On pytorch nightly 2.9.0.dev20250907+cu128, running the above example gives the following result:

import torch
import torch._inductor.config as inductor_config
from torch._logging import set_logs
import logging

@torch.library.custom_op("mylib::my_func", mutates_args={"x"})
def my_func(x: torch.Tensor) -> None:
    x[0] = 1

@torch.compile()
def func():
    f = torch.ones(10)

    my_func(f)

    return f

if __name__ == "__main__":
    set_logs(inductor=logging.DEBUG)
    with inductor_config.patch({"enable_auto_functionalized_v2": False}):
        func()

Toggling enable_auto_functionalized_v2 has no effect.

Both cases result in the following logs:

I0909 16:26:19.457000 3205004 torch/_inductor/fx_passes/reinplace.py:560] For node auto_functionalized_v2, attempted to reinplace range(0, 1).

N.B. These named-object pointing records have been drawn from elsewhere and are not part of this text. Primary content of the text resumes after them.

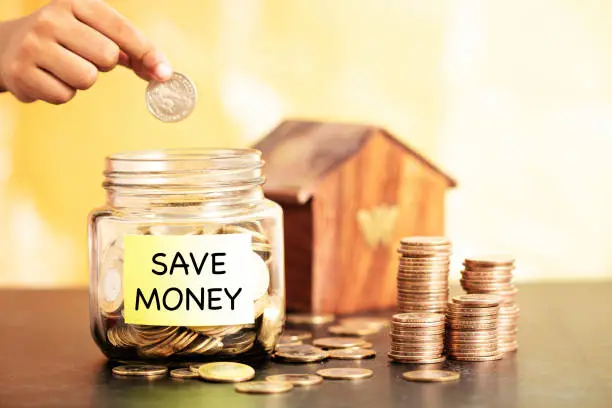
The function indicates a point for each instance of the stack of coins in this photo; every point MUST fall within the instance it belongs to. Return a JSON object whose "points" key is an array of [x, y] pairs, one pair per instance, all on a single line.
{"points": [[422, 277], [417, 338], [492, 274], [471, 324]]}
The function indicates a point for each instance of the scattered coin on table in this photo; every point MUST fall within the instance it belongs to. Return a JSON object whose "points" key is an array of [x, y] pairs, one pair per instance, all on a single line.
{"points": [[295, 335], [379, 322], [173, 100], [431, 376], [304, 353], [351, 353], [353, 329], [338, 342], [299, 380], [184, 373], [345, 373], [264, 387], [139, 370], [226, 372]]}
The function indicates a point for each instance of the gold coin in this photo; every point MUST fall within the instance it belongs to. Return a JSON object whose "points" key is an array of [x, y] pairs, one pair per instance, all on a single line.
{"points": [[296, 335], [424, 241], [301, 354], [282, 341], [415, 360], [477, 300], [184, 373], [297, 379], [490, 260], [352, 353], [338, 342], [226, 372], [264, 387], [312, 319], [431, 376], [345, 373], [418, 317], [353, 330], [140, 370]]}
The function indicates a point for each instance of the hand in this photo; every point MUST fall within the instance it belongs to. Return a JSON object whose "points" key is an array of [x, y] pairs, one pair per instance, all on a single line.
{"points": [[59, 49]]}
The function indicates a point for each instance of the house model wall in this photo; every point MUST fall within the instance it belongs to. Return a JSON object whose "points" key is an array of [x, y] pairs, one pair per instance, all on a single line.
{"points": [[349, 193]]}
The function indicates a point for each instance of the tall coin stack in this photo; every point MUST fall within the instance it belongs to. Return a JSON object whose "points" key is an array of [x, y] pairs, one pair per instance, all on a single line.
{"points": [[471, 324], [492, 274], [422, 277], [417, 338]]}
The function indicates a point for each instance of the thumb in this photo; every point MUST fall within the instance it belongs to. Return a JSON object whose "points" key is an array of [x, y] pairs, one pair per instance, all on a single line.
{"points": [[153, 66]]}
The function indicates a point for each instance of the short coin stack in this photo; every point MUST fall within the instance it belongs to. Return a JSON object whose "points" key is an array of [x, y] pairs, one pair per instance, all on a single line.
{"points": [[422, 278], [417, 338], [492, 274], [472, 328]]}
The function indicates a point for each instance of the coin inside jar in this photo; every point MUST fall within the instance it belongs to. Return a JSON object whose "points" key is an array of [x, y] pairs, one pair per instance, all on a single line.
{"points": [[345, 373], [351, 353], [140, 370], [264, 387], [431, 376], [226, 372], [299, 380]]}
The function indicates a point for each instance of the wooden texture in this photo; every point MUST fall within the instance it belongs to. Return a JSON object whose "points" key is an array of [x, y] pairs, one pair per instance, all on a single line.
{"points": [[349, 193], [351, 275], [298, 255], [299, 154]]}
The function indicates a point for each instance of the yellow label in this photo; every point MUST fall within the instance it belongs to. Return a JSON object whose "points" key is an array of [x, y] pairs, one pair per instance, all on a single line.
{"points": [[188, 280]]}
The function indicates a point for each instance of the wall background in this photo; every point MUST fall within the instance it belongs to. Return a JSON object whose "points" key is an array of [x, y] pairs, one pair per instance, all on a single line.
{"points": [[514, 99]]}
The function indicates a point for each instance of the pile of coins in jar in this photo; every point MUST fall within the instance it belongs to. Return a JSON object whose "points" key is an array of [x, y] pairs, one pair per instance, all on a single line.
{"points": [[161, 342], [293, 349], [468, 328]]}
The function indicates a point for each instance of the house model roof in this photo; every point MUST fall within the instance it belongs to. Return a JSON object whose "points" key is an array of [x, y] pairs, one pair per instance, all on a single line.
{"points": [[299, 153]]}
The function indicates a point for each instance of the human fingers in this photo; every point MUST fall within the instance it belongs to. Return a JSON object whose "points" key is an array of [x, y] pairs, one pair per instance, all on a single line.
{"points": [[145, 58]]}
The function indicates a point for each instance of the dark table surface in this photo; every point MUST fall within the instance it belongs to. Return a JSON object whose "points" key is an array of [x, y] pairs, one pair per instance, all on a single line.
{"points": [[47, 359]]}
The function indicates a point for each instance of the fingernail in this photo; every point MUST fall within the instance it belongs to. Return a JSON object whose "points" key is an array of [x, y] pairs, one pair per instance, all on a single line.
{"points": [[163, 71]]}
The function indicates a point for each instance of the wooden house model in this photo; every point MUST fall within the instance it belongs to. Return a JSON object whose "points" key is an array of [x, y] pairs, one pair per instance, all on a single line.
{"points": [[349, 193]]}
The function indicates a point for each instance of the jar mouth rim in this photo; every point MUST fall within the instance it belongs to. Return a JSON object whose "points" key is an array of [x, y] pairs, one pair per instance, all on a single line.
{"points": [[181, 154]]}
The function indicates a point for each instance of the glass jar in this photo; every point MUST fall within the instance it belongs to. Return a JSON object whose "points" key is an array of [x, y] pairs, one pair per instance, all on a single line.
{"points": [[186, 258]]}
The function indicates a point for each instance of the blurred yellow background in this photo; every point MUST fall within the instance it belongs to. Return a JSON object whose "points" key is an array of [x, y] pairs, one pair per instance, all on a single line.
{"points": [[514, 99]]}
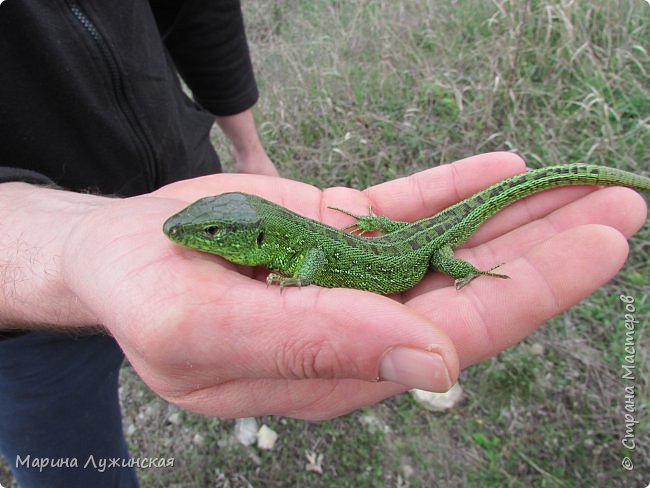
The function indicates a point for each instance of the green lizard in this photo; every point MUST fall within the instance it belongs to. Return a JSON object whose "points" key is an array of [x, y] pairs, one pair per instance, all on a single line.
{"points": [[249, 230]]}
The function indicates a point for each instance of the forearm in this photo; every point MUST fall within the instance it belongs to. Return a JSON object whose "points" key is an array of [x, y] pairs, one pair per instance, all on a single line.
{"points": [[247, 150], [35, 223], [241, 131]]}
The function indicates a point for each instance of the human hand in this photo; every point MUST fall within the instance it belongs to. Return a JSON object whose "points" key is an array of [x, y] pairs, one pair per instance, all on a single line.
{"points": [[253, 162], [209, 336]]}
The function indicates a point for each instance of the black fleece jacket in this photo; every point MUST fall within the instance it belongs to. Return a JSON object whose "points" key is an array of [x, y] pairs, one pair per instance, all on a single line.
{"points": [[90, 97]]}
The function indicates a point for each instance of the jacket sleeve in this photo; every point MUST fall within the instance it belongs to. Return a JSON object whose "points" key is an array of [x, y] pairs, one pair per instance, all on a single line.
{"points": [[8, 174], [207, 42]]}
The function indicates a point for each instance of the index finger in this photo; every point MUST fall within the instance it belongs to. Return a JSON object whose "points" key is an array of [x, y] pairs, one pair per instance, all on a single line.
{"points": [[427, 192]]}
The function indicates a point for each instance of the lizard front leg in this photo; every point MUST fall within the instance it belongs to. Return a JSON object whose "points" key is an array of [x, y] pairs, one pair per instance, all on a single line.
{"points": [[311, 264], [443, 260]]}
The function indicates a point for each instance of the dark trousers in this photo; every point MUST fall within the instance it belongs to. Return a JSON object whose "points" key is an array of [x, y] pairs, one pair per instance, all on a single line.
{"points": [[60, 416]]}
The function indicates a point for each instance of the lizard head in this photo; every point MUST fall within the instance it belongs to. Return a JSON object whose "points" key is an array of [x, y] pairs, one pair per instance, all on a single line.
{"points": [[228, 225]]}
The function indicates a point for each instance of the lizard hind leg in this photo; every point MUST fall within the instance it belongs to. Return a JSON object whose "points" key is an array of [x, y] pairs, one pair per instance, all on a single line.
{"points": [[443, 260]]}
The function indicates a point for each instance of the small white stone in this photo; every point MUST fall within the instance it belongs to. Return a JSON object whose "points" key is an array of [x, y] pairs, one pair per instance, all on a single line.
{"points": [[439, 402], [266, 438], [174, 418], [246, 430]]}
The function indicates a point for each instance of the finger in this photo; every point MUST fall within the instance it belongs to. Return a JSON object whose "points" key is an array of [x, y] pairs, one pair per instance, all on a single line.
{"points": [[240, 329], [306, 399], [427, 192], [410, 198], [491, 314], [617, 207]]}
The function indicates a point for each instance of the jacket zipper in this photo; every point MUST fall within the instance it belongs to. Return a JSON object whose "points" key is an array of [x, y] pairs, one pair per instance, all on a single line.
{"points": [[117, 83]]}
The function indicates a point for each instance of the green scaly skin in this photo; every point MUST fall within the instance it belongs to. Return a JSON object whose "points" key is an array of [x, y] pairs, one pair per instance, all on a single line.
{"points": [[246, 229]]}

We were unable to reinplace []; [] (if non-empty) are possible missed reinplacing opportunities that may be bad for memory usage and performance. Total size of missed opportunities with static shapes is : 0 bytes.
=== BEFORE ===
graph():
    %x_1 : [num_users=2] = placeholder[target=x_1]
    %auto_functionalized_v2 : [num_users=2] = call_function[target=torch.ops.higher_order.auto_functionalized_v2](args = (mylib.inc_.default,), kwargs = {_x_base_index: 0, _all_bases: [%x_1]})
    %getitem : [num_users=0] = call_function[target=operator.getitem](args = (%auto_functionalized_v2, 0), kwargs = {})
    %getitem_1 : [num_users=1] = call_function[target=operator.getitem](args = (%auto_functionalized_v2, 1), kwargs = {})
    %copy_ : [num_users=1] = call_function[target=torch.ops.aten.copy_.default](args = (%x_1, %getitem_1), kwargs = {})
    return copy_
=== AFTER ===
graph():
    %x_1 : [num_users=2] = placeholder[target=x_1]
    %inc__default : [num_users=0] = call_function[target=torch.ops.mylib.inc_.default](args = (%x_1,), kwargs = {})
    %copy_ : [num_users=1] = call_function[target=torch.ops.aten.copy_.default](args = (%x_1, %x_1), kwargs = {})
    return copy_

A few questions:

  • Is the copy in the post-grad graph a no-op since it’s copying x into x?
  • Why is there no difference whether autofunc v2 is enabled?
  • How should I interpret the reinplace warning: For node auto_functionalized_v2, attempted to reinplace range(0, 1). We were unable to reinplace...Total size of missed opportunities with static shapes is : 0 bytes.